Are you patriotic? What does being patriotic mean to you?
I’m patriotic, but I’m not nationalistic.
Nationalism, as I understand it, is loyalty sharpened into superiority. It needs an “us” that feels threatened, and it often looks for a “them” to blame. Patriotism is different. Patriotism is love of home—paired with responsibility. It isn’t blind. It isn’t defensive. It doesn’t require denial.
At its best, patriotism is affection with moral clarity: the ability to say, this place matters to me, and therefore it matters what we do here.
There are things I genuinely love about Australia.
I love our laconic sense of humour—the dry understatement that can puncture ego and take the heat out of drama. I love Medicare, not just as a policy but as a shared instinct: that health isn’t a prize for the fortunate, but a common good worth protecting. I love the quiet miracle of peaceful handovers of power after elections—the stability of it, the way we can disagree fiercely and still keep faith with the process.
I love libraries: those calm, egalitarian spaces where you can be curious without having to justify yourself. I love firefighters—the way they go, again and again, when the rest of us can only watch the horizon and hope. I love our national parks, too: the gift of wildness and beauty, the reminder that the land is older than our anxieties and larger than our arguments.
I love the everyday richness of multicultural Australia—the languages on a train, the mix of cuisines in a single street, the fact that our national story has been written by many hands and many journeys.
And I love surf life saving. There’s something deeply Australian about it: ordinary people trained and ready, watching the water, moving toward danger for the sake of strangers. It’s practical compassion. It’s community made visible. It’s pride without posturing.
But if I’m honest—and honesty is part of what makes patriotism worth anything—there are things I find hard to accept about Australia too.
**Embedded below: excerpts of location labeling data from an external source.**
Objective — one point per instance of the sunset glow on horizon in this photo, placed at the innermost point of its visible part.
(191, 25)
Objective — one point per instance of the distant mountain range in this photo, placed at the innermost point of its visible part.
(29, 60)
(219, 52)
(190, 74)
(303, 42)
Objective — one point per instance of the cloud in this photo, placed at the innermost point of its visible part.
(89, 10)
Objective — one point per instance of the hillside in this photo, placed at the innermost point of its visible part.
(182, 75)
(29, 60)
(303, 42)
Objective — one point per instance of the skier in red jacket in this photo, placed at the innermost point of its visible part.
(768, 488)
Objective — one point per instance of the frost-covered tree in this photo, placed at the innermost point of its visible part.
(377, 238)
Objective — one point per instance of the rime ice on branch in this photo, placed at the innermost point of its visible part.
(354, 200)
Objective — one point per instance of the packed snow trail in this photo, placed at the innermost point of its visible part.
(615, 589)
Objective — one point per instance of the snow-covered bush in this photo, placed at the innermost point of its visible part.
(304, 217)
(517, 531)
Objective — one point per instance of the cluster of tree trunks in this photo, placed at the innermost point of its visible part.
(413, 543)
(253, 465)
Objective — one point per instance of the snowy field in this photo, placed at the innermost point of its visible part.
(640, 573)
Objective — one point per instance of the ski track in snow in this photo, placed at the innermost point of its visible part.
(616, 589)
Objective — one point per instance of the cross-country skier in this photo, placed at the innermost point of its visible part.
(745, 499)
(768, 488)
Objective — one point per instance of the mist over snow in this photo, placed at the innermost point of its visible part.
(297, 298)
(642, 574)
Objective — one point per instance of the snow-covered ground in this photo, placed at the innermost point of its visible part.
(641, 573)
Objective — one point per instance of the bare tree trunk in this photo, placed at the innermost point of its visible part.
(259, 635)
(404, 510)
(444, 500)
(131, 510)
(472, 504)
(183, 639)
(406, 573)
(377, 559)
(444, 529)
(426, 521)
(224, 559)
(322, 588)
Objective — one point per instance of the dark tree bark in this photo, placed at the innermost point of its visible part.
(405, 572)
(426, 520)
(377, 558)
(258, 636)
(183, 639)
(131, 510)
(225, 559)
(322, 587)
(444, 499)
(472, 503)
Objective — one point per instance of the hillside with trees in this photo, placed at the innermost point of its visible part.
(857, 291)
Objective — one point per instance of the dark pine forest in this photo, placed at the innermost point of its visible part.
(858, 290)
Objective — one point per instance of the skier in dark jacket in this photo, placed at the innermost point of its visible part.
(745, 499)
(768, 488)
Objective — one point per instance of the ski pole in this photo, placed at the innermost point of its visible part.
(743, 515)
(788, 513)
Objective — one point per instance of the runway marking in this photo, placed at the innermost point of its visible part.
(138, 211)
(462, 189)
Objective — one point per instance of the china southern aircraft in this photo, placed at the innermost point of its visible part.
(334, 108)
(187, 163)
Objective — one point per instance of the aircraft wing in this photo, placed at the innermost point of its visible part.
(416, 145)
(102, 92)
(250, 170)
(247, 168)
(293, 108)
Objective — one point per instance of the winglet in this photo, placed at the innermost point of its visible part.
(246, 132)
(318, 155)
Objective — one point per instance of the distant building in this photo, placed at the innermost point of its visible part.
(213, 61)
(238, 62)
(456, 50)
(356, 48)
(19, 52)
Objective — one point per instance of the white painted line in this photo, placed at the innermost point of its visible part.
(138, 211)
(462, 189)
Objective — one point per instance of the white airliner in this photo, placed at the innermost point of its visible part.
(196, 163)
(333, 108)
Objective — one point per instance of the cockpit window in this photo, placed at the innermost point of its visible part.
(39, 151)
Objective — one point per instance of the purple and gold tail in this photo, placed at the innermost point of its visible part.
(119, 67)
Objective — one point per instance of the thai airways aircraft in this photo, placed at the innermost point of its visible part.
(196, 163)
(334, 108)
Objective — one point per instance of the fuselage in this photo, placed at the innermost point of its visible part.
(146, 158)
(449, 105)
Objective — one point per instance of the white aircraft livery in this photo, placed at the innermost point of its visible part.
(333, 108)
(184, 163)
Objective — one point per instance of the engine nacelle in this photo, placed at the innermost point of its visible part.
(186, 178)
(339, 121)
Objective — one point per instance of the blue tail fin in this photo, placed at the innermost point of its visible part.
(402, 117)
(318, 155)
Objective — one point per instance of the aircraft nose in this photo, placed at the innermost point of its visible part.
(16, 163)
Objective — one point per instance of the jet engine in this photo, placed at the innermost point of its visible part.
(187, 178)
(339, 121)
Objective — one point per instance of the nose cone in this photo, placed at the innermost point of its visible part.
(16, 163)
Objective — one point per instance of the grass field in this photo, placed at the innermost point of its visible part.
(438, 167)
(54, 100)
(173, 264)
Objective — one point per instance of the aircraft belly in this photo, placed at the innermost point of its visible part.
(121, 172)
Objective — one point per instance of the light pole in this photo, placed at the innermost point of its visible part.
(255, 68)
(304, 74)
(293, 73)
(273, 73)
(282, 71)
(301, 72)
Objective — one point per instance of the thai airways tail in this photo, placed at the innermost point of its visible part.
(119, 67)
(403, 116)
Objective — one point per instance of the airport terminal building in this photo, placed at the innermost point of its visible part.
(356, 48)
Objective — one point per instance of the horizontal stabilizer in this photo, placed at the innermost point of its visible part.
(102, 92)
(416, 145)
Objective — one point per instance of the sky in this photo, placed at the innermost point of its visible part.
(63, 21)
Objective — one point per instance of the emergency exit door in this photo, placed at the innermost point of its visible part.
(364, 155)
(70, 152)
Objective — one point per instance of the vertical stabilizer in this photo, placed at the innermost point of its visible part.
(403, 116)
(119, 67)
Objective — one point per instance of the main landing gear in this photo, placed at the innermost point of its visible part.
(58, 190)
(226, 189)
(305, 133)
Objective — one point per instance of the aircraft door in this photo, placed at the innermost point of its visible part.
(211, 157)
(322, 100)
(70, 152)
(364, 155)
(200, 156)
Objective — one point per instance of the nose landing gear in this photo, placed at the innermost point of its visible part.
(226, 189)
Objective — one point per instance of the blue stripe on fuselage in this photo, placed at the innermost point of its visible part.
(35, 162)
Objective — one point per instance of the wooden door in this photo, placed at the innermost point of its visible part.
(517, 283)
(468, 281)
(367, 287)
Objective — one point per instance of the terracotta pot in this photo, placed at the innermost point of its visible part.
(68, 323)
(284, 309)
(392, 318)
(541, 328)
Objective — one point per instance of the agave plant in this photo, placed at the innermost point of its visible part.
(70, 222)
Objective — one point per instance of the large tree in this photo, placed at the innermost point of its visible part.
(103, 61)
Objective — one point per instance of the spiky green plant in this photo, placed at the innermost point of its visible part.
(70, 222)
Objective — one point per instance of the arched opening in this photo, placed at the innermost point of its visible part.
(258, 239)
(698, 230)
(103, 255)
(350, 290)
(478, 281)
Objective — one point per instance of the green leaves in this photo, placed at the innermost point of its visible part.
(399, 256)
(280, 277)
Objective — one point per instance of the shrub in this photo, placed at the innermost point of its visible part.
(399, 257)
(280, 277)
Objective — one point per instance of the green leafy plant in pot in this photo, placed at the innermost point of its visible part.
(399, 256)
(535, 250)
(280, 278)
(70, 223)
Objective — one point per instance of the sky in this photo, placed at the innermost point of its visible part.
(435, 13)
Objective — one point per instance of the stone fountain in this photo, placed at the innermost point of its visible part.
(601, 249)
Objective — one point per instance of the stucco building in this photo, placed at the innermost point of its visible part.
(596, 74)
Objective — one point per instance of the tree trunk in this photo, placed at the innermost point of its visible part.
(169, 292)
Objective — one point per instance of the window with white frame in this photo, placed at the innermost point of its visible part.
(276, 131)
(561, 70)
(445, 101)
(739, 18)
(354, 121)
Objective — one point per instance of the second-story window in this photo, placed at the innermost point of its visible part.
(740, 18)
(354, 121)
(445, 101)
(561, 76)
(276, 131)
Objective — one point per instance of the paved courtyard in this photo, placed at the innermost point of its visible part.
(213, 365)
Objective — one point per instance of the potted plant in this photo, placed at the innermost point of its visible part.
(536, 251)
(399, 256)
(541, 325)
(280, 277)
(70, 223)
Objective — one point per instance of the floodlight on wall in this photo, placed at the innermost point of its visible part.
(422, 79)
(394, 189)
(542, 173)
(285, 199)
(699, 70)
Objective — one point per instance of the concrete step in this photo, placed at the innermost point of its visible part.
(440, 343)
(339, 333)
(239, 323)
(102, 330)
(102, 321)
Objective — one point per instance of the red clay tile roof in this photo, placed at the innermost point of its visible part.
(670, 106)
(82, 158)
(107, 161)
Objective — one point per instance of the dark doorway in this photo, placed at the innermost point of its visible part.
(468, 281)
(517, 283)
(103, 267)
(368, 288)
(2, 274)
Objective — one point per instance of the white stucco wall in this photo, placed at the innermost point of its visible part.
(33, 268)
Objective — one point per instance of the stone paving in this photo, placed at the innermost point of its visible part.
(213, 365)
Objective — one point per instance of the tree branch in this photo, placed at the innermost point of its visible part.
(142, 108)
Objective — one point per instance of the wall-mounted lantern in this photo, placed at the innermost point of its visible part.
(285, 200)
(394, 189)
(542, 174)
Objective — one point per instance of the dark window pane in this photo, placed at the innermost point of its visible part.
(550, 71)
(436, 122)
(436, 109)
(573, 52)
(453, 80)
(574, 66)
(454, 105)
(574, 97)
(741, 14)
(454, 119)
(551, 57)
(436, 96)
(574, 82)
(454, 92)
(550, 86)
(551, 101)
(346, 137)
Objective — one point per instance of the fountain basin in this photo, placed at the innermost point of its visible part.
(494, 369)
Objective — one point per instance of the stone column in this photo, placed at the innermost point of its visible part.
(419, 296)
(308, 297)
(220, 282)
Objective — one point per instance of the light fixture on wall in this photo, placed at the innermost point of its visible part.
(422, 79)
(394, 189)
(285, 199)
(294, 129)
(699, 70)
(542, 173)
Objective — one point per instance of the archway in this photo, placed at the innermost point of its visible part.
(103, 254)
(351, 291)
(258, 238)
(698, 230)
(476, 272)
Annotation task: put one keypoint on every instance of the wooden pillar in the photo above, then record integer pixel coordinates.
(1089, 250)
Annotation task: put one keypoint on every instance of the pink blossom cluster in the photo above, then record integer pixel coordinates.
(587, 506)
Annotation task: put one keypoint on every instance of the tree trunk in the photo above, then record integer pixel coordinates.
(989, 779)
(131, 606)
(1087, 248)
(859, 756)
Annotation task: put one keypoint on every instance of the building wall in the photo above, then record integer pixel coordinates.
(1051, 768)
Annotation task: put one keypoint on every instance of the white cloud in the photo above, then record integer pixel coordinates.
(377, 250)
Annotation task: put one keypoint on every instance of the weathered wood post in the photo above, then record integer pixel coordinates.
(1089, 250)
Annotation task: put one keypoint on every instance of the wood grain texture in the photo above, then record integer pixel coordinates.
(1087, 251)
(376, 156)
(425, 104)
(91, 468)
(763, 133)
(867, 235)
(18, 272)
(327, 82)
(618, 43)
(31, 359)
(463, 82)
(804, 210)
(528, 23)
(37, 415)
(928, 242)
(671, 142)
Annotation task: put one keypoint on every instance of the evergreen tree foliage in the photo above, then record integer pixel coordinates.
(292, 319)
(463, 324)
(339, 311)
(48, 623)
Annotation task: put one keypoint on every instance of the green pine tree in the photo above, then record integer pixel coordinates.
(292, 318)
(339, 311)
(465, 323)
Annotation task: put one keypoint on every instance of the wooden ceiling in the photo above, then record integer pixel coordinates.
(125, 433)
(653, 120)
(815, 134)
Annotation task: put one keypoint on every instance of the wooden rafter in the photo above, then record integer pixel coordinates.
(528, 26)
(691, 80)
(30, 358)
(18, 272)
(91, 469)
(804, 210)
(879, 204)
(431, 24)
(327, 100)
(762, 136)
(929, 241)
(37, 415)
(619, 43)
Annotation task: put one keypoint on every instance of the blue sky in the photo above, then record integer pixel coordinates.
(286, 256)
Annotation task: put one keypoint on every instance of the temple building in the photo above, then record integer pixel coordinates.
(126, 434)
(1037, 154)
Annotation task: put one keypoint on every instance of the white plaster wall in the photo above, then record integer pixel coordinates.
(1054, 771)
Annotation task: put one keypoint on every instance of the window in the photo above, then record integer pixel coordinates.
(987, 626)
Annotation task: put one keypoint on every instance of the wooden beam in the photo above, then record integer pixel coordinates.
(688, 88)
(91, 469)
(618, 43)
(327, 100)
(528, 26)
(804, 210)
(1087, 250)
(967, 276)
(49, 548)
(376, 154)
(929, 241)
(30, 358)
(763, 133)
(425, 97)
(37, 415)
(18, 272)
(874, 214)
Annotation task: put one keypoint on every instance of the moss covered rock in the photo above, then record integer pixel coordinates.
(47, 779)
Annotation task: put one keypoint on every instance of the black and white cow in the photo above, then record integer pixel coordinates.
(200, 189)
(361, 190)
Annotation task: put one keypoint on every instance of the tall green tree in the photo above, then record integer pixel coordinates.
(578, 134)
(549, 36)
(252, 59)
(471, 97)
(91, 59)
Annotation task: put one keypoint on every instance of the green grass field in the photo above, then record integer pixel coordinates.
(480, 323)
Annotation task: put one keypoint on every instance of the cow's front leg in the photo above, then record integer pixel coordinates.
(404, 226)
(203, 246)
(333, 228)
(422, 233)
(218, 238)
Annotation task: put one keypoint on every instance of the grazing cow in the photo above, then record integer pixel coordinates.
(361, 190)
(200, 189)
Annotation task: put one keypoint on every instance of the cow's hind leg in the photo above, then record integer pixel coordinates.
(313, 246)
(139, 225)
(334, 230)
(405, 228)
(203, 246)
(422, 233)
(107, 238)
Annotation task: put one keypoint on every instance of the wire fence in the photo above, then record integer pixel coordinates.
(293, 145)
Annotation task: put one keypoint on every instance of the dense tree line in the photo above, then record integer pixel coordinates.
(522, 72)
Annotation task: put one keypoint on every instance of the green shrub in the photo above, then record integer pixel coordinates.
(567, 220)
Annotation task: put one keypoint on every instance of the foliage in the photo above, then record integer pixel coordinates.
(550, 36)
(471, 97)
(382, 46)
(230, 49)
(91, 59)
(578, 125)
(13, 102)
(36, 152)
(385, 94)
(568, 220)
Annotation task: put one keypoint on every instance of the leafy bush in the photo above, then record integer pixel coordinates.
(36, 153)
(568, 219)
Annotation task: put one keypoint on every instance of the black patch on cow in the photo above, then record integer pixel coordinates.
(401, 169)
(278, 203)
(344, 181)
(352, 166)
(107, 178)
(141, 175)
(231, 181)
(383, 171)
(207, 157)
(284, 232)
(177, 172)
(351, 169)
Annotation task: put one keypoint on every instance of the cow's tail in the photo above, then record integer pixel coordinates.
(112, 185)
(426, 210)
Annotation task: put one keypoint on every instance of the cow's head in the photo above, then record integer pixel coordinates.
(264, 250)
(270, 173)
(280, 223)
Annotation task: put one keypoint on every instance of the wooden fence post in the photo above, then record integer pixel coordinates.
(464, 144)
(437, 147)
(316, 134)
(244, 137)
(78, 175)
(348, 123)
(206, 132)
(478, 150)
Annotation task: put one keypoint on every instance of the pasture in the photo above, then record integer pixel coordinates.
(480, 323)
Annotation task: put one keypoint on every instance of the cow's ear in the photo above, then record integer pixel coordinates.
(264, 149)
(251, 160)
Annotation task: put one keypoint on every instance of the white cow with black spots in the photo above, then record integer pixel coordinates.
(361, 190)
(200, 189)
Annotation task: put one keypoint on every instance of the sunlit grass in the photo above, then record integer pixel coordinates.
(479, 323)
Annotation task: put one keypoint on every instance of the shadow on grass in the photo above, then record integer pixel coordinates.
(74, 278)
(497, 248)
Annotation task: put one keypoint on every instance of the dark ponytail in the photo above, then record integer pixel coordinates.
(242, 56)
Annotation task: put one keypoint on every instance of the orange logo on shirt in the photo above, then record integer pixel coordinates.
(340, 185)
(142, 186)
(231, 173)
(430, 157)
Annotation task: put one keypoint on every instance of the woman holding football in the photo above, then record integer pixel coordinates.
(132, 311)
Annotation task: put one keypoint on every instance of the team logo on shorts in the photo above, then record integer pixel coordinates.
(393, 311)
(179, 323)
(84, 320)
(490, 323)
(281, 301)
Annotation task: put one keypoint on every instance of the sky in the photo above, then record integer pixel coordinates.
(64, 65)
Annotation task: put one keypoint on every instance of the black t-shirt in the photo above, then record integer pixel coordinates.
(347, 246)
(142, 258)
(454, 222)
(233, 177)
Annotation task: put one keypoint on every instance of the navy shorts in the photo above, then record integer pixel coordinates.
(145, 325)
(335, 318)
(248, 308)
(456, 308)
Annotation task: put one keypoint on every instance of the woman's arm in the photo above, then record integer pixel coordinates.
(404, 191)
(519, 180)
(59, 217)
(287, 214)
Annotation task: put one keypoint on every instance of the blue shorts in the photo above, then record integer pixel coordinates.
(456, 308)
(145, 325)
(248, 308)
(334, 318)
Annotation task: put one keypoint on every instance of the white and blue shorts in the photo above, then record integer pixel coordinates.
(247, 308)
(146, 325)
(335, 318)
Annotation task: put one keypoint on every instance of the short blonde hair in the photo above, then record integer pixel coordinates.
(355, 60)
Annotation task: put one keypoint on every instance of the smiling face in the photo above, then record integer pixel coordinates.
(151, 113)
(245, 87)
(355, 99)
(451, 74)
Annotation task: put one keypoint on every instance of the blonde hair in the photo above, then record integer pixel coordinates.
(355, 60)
I grieve our ongoing indifference to the plight of Indigenous Australians: the way we can enjoy the story of the land while ignoring the wound in its centre. I grieve the cruelty we have shown toward refugees and asylum seekers—the moral hardening that happens when fear is dressed up as policy. I grieve the racism that is never far beneath the surface, the casual assumptions that still slip into conversation, the reflex to exclude or diminish.
I’m also uneasy about some of our habits that feel less like larrikin charm and more like entitlement—especially when Australians travel in groups and forget what it means to be guests. And I worry about our reluctance to invest in innovative ideas: the way we can settle for what’s familiar when the future is asking us to be braver.
None of this cancels my love. It tests it. It clarifies what kind of love it is.
Because love that can’t face the truth isn’t love—it’s sentimentality. And pride that can’t tolerate critique isn’t loyalty—it’s insecurity. If this country is home, then it’s worth telling the truth about it. And if we belong here, then we’re accountable for what we normalise, what we excuse, and what we repair.
So yes, I’m patriotic. Not because I think Australia is better than other places, but because this is the community that has formed me. It’s the society whose values I want to strengthen, whose worst instincts I want to resist, and whose future I want to be more humane than its present.
I love this country enough to want it to be kinder.